The Marine Corps is accelerating a massive modernization and readiness overhaul of its MV-22 Osprey to upgrade sensors, add weapons, sustain the fleet and broaden the mission scope — as part of an effort to extend the life of the aircraft to 2060.
“We plan to have the MV-22B Osprey for at least the next 40 years,” Capt. Sarah Burns, Marine Corps Aviation spokeswoman, told Warrior Maven.
While first emerging nearly two decades ago, the Osprey tiltrotor aircraft has seen an unprecedented uptick in deployments, mission scope and operational tempo.
As a result, Corps developers explain that the aircraft has, to a large extent, had trouble keeping pace with needed modernization and readiness enhancements. This challenge has been greatly exacerbated by a major increase in Combatant Commander requests for Ospreys, particularly since 2007, Corps officials say.

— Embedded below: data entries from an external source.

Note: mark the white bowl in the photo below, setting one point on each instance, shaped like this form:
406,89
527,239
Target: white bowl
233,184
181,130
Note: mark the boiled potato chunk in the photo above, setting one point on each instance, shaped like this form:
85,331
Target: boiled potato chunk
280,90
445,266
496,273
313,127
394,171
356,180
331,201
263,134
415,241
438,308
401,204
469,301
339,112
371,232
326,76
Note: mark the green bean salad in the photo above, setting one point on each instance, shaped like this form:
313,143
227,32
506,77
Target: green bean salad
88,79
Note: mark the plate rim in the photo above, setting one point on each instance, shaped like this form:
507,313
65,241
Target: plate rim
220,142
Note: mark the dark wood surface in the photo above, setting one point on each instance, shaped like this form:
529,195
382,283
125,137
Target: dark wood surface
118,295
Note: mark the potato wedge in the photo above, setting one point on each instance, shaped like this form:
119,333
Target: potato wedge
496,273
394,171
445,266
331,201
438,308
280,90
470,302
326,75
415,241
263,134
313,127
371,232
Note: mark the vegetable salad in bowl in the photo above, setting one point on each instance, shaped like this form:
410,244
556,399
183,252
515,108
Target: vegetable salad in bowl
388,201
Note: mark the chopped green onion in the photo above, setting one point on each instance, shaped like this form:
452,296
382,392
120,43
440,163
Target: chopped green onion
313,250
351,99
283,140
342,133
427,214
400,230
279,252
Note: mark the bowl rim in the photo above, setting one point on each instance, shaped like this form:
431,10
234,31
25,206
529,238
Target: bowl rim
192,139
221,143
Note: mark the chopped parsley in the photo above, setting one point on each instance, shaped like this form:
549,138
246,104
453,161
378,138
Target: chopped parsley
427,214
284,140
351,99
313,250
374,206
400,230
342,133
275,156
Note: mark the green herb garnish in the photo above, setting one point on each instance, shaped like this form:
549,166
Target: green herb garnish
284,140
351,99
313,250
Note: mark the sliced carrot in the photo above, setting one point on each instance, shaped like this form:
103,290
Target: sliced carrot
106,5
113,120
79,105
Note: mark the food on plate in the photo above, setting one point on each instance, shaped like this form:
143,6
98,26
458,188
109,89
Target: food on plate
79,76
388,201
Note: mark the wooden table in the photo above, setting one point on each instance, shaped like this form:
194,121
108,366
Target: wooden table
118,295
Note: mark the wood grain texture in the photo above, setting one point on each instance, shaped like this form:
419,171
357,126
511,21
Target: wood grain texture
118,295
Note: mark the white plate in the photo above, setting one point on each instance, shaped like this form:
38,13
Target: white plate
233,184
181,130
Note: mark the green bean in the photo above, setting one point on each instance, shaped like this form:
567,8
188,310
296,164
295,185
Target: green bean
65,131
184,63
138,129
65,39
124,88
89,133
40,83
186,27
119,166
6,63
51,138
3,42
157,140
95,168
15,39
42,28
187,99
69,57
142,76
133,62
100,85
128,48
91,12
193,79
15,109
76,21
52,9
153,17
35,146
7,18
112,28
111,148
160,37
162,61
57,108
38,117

“The quality of maintenance training curricula, maturation, and standardization has not kept pace with readiness requirements. Current maintenance manning levels are unable to support demands for labor The current V-22 sustainment system cannot realize improved and sustained aircraft readiness / availability without significant change,” the Corps writes in its recently published 2018 Marine Aviation Plan. “Depot-level maintenance cannot keep up with demand.”
Given this scenario, the Corps is implementing key provisions of its Common Configuration, Readiness and Modernization (CC-RAM) Plan which, according to Burns, is “designed to achieve a common configuration and improve readiness to a minimum of 75-percent mission capable rate across the fleet.”